SEC Sets Precedent With South Miami

The Securities and Exchange Commission’s decision to charge South Miami with defrauding investors by making misstatements and failing to disclose that its bonds might lose their tax-exempt status establishes a precedent for a much wider array of documents that could become securities law liabilities, experts said Thursday.

The SEC announced Wednesday that it had settled securities fraud charges with the city, which falsely certified that it was complying with loan agreements to ensure two sets of pool bonds issued by the Florida Municipal Loan Council in 2002 and 2006 would be tax-exempt. Instead, the city had loaned some of the bond proceeds to a private developer and leased the entire project  — a retail space and public parking lot — to it, sharing parking revenues with the private company.

John McNally, a bond lawyer at Hawkins, Delafield & Wood LLP, said the case establishes a new precedent that documents never meant for investors’ eyes could create a securities law problem.

The 2006 Ira Weiss case, in which a bond lawyer negligently rendered an opinion about the bonds’ qualification for tax exemption, established that a bond opinion can be materially misleading disclosure in the official statement, McNally said. The SEC’s recent action against Harrisburg, Pa., established that documents unrelated to bond issuance but reasonably expected to reach investors can be a fraud liability in the absence of proper disclosure.

South Miami is different, McNally said, because the certifications to the FMLC were neither included in an official statement or reasonably expected to reach investors.

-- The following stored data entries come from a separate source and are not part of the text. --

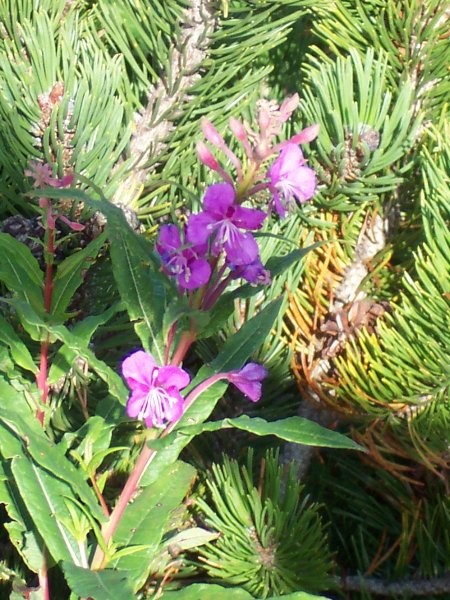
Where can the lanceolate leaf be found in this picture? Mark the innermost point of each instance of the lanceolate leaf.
(19, 351)
(145, 519)
(83, 330)
(45, 495)
(217, 592)
(20, 528)
(142, 287)
(233, 355)
(111, 378)
(23, 434)
(20, 271)
(98, 585)
(292, 429)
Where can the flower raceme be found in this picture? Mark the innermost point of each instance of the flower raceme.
(155, 391)
(225, 224)
(42, 175)
(289, 178)
(184, 262)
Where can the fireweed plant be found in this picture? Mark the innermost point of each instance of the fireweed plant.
(176, 292)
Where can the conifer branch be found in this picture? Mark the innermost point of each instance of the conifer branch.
(412, 587)
(372, 240)
(154, 123)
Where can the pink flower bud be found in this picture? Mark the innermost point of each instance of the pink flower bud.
(238, 129)
(206, 156)
(263, 119)
(211, 134)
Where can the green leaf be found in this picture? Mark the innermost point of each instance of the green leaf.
(19, 350)
(146, 518)
(142, 287)
(20, 272)
(236, 350)
(111, 378)
(45, 495)
(20, 528)
(24, 433)
(293, 429)
(69, 276)
(98, 585)
(145, 291)
(207, 591)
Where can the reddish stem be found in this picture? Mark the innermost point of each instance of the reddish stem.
(43, 578)
(41, 378)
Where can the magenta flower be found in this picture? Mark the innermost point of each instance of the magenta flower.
(253, 273)
(182, 262)
(155, 391)
(248, 380)
(226, 224)
(289, 178)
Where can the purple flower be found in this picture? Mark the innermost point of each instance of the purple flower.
(248, 380)
(290, 178)
(155, 391)
(254, 272)
(182, 262)
(223, 220)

“Clearly, these are not documents ‘reasonably expected to reach investors,’” McNally said. “But the prohibition under Section 17(a)(2) is that one cannot ‘obtain money . . . by means of any untrue statement of a material fact or any omission to state a material fact,’ and the SEC argued that South Miami violated 17(a)(2) because it was obtaining money from the conduit issuer by means of an untrue statement. Now we know that any document with which you obtain money can result in a securities law liability.”

McNally was referring to antifraud provisions of the Securities Act of 1933 that can apply to SEC enforcement actions on municipal securities.

Craig Conn, counsel to the FMLC, said the certifications serve as a “tickler” to remind the city how it is supposed to use the bond proceeds. The FMLC follows industry standard practice by accepting those certifications at face value.

South Miami and the FMLC settled the financings’ tax law violations with the Internal Revenue Service in 2011, preserving the tax-exempt status of the bonds by paying $260,345 and defeasing a portion of the two prior bond offerings at a cost of $1.16 million.

The SEC has maintained since the mid-1990’s that issuers, should disclose when the tax-exempt status of their bonds have been jeopardized by tax law violations to avoid violating the securities fraud laws, even if the IRS never investigates.

Paul Maco, an attorney at Bracewell & Giuliani and former head of the SEC’s muni office, said the SEC’s focus on actions that took place after the bond sales and internal documents is interesting. Maco said the major take-away for issuers is that they need to have internal procedures in place to make sure they do not commit these kind of violations, a point recent SEC cases have hammered home.

The SEC settled with San Diego, Calif. in 2006 and with Illinois earlier this year on charges that both failed to disclose pension obligation risk. Each was required to shore up internal procedures as part of the deal.

A bond lawyer who preferred not to be named agreed. “Look at San Diego. Look at Illinois. The settlement was all procedures,” he said. The lawyer added that issuers need to understand that the SEC might act even if no investors were harmed, as in this case.  “Issuers cannot simply rely on bond counsel,” he said.